Near the end of Godard’s episodic film (which is great), Karina’s Nana Kleinfrankenheim is lucky enough to meet philosopher Brice Parain in a cafe, and he tells her about the dangers of starting to think late in life without having practiced. He uses the example of Porthos’ death scene from Alexandre Dumas’ Twenty Years After:
The scene is very worth watching. And my psychic ears perked up because RETURN OF THE MUSKETEERS is a film of Twenty Years After / Vingt Ans Apres, the book Parain discusses. He recounts how Porthos, retreating from a bomb he’s planted in a cellar, gets lost in thought, wondering how movement is possible, the whole process of one step following another, basically Zeno’s Paradox of Movement. The bomb goes off and the roof caves in.
There are, however, problems.
In my youthful enthusiasm for Lester’s 1973 and 1974 films, I read all of Dumas’ Musketeers series. So I almost immediately realised that Porthos doesn’t die in Twenty Years After (or in RETURN OF THE MUSKETEERS). There are a bunch of sequels that come after and he’s in all of them. Depending on how the work is divided, 20YA is followed by three or four more volumes. Everybody dies at the end of The Man in the Iron Mask, which has been adapted far more often than 20YA.

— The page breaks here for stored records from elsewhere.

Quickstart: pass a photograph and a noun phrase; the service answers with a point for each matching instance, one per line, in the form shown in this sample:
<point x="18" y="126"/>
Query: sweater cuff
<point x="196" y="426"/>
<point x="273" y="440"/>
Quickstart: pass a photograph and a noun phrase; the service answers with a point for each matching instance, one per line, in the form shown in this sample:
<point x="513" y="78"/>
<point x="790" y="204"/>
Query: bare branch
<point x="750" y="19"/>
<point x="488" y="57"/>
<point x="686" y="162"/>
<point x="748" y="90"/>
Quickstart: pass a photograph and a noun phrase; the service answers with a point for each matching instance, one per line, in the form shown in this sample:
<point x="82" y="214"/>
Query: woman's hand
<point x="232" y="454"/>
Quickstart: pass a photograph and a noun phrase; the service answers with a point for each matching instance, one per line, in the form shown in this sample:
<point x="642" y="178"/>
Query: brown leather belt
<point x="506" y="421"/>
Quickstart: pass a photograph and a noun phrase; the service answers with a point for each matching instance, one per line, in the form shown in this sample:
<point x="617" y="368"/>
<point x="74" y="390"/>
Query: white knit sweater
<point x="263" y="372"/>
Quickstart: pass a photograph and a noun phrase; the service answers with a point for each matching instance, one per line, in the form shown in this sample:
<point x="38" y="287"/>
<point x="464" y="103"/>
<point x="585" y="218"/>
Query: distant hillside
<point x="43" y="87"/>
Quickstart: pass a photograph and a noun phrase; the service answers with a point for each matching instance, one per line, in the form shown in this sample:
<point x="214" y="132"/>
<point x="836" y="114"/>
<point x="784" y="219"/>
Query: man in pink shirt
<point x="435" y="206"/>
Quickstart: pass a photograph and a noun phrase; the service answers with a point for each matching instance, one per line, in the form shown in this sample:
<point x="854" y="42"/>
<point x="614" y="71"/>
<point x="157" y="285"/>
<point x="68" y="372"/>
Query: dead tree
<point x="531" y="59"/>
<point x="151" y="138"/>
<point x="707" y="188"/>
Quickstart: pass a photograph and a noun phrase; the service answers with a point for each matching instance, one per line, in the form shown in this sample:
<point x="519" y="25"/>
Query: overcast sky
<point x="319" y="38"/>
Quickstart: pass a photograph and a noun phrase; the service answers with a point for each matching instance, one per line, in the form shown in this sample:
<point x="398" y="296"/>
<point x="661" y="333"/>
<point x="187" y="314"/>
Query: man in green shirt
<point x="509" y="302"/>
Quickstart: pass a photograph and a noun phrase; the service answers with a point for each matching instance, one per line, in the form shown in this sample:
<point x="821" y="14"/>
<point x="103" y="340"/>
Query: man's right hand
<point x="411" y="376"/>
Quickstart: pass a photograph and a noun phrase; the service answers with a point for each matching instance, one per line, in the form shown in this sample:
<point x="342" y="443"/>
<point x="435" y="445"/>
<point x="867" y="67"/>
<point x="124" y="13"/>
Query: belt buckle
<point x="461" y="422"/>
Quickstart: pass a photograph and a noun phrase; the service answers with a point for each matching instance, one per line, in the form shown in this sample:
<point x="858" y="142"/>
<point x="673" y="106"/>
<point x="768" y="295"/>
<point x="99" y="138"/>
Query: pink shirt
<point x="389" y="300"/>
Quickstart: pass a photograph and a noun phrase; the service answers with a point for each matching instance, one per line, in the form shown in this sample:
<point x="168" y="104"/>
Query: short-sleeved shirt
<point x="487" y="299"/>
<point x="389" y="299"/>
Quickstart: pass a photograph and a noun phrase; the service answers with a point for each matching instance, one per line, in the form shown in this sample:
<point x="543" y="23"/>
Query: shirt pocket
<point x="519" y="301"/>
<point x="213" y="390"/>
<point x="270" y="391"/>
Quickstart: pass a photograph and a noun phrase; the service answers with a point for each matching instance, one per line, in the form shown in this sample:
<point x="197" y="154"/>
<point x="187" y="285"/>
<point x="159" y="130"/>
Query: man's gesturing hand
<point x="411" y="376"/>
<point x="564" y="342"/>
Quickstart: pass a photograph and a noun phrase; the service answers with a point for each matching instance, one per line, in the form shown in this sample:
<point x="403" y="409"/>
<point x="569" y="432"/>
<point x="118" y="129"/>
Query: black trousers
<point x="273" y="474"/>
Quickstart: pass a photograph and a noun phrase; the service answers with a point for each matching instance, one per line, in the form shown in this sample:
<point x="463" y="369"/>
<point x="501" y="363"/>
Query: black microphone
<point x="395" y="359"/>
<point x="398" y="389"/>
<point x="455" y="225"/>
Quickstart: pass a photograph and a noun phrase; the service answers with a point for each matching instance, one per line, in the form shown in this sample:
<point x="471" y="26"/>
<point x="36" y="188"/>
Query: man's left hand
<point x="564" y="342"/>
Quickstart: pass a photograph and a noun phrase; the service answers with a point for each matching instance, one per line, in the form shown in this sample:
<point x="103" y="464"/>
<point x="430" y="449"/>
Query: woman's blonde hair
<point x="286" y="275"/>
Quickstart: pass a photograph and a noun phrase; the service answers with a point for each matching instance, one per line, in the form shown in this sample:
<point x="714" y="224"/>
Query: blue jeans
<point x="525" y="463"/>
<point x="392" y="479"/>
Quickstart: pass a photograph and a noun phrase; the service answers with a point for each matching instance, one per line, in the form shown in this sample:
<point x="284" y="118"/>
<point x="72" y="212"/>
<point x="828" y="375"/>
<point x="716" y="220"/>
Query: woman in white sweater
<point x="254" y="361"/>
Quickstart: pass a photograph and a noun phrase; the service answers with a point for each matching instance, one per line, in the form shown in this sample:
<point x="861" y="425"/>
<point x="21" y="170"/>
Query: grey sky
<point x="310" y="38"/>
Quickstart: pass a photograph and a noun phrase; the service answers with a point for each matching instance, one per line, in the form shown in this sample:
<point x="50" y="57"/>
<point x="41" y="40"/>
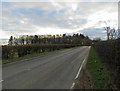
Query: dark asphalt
<point x="52" y="71"/>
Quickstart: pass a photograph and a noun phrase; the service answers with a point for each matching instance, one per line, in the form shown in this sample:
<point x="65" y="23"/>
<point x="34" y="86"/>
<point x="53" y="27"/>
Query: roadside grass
<point x="27" y="56"/>
<point x="98" y="70"/>
<point x="5" y="61"/>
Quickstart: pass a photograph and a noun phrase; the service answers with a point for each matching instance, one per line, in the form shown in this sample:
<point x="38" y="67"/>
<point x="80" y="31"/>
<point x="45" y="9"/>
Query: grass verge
<point x="27" y="56"/>
<point x="97" y="70"/>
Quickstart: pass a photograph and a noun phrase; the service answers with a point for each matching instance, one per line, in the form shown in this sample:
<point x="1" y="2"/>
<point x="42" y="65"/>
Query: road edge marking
<point x="1" y="81"/>
<point x="80" y="69"/>
<point x="73" y="84"/>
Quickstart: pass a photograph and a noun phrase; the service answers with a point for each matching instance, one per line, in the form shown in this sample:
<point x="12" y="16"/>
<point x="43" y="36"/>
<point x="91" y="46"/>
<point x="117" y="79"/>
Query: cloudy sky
<point x="52" y="17"/>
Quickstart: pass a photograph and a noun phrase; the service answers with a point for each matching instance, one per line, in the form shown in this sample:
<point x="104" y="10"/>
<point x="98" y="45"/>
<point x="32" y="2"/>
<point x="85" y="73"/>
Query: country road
<point x="55" y="70"/>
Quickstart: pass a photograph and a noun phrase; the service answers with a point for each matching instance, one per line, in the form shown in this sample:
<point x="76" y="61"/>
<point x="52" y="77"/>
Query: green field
<point x="97" y="70"/>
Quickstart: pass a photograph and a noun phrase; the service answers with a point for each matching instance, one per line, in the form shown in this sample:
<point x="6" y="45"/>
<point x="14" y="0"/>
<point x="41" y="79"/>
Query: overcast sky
<point x="31" y="18"/>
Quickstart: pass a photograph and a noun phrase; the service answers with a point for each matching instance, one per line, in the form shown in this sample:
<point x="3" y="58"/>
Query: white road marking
<point x="80" y="69"/>
<point x="72" y="85"/>
<point x="1" y="80"/>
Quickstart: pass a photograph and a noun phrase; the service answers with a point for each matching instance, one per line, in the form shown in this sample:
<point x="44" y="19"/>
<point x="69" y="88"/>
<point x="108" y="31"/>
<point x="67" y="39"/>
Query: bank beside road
<point x="93" y="74"/>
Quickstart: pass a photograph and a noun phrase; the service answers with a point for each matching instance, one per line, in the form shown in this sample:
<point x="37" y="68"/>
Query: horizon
<point x="42" y="18"/>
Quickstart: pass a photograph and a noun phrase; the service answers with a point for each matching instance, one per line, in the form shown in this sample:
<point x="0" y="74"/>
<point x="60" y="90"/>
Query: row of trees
<point x="51" y="39"/>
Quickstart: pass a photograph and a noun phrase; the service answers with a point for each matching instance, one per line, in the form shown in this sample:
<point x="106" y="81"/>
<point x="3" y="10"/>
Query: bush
<point x="109" y="51"/>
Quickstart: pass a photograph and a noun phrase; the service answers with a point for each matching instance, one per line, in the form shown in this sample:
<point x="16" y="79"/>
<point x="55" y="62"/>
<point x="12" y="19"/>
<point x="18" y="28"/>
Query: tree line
<point x="50" y="39"/>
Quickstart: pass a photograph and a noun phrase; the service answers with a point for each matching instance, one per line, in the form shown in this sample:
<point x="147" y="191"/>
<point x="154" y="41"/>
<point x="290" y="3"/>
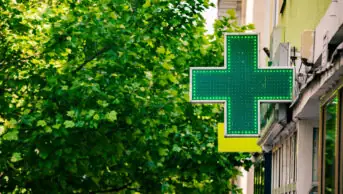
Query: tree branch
<point x="114" y="189"/>
<point x="100" y="52"/>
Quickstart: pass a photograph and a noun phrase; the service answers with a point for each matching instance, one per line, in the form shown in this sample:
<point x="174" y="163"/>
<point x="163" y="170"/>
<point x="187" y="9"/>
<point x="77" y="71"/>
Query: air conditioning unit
<point x="276" y="38"/>
<point x="282" y="55"/>
<point x="307" y="43"/>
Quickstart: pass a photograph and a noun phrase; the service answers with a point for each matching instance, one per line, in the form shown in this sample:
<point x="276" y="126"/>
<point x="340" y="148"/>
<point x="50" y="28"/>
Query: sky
<point x="210" y="15"/>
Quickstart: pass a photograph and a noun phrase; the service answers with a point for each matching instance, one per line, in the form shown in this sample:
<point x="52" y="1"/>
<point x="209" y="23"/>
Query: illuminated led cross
<point x="241" y="85"/>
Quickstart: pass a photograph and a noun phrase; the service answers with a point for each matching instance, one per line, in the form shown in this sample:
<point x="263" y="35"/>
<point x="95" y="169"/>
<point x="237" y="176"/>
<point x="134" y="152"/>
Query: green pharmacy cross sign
<point x="241" y="85"/>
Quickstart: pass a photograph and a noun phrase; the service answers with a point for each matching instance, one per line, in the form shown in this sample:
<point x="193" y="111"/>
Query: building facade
<point x="301" y="141"/>
<point x="304" y="137"/>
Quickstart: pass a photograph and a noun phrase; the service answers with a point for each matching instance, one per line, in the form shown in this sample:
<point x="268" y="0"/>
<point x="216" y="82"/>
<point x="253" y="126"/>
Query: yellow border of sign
<point x="236" y="144"/>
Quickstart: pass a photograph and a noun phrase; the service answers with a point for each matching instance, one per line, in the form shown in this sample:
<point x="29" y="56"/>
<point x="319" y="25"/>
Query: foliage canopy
<point x="94" y="98"/>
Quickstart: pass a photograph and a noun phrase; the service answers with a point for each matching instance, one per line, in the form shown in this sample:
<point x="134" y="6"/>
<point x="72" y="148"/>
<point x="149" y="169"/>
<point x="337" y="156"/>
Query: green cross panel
<point x="241" y="85"/>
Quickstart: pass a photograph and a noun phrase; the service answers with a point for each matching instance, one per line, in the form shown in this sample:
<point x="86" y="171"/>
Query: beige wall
<point x="261" y="20"/>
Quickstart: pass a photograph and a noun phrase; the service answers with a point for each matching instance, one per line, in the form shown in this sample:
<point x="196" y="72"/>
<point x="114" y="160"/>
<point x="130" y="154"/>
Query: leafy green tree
<point x="94" y="98"/>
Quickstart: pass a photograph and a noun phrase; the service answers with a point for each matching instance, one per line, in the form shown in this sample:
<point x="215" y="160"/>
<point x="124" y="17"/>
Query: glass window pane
<point x="330" y="139"/>
<point x="315" y="155"/>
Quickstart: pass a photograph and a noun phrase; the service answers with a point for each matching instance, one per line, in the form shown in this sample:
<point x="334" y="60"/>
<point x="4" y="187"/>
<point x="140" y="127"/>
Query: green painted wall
<point x="300" y="15"/>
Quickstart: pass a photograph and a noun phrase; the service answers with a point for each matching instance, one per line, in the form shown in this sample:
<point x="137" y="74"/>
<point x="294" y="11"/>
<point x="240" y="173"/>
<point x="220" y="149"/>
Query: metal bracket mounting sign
<point x="241" y="85"/>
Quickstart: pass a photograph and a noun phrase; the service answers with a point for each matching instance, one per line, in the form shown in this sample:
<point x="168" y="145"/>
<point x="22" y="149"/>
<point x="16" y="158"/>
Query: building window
<point x="330" y="145"/>
<point x="284" y="166"/>
<point x="315" y="156"/>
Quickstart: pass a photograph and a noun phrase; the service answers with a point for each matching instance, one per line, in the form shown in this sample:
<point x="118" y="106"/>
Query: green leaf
<point x="11" y="135"/>
<point x="16" y="157"/>
<point x="161" y="50"/>
<point x="41" y="123"/>
<point x="69" y="124"/>
<point x="71" y="113"/>
<point x="111" y="116"/>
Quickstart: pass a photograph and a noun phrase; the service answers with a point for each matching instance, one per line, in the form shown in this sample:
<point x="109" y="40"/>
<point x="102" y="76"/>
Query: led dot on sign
<point x="241" y="84"/>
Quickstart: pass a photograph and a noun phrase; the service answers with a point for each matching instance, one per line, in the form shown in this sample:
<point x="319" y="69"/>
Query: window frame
<point x="338" y="187"/>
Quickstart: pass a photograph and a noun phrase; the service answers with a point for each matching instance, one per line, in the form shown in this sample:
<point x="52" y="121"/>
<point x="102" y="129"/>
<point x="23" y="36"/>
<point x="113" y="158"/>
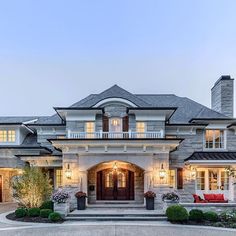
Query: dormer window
<point x="7" y="136"/>
<point x="214" y="139"/>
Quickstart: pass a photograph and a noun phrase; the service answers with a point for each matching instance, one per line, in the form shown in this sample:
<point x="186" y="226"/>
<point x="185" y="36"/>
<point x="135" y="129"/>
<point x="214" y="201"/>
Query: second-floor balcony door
<point x="115" y="127"/>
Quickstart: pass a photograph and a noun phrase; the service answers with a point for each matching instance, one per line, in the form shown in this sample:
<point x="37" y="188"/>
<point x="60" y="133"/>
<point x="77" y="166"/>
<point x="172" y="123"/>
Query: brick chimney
<point x="222" y="96"/>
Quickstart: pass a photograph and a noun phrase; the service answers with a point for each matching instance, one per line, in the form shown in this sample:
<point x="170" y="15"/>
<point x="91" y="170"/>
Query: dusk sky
<point x="54" y="53"/>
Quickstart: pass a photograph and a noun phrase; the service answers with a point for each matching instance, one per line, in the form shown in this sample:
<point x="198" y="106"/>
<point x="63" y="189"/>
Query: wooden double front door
<point x="115" y="184"/>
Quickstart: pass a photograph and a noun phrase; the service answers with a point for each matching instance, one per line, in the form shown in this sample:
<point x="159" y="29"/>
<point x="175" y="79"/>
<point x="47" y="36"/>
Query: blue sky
<point x="54" y="53"/>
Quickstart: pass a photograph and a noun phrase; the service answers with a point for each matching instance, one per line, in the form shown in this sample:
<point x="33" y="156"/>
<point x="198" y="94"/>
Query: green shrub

I couldn’t remember how Porthos dies, so I tried to find out online, and came across an account by one Vagn Rønnov-Jessen in The British Medical Journal which describes Porthos collapsing after a strong exertion, and which it calls the first description of vertebrobasilar insufficiency in fiction. Nothing about a bomb in a cellar or Zeno at all. And this is definitely an accurate account of the death scene in the book — The BMJ wouldn’t make a mistake about that, surely.
MAYBE the bomb-and-Zeno incident occurs somewhere, disconnected from Porthos’ death, but I can’t find any description of it — a Google search just brings up Parain’s scene in VIVRE SA VIE. Did Parain or Godard make it up, or did it come from another book and get misremembered as happening to Porthos? Too late to ask them.
Anyway, strange, that. You wait ages for a Vingt Ans Apres reference and then two come along at once, only one of them isn’t.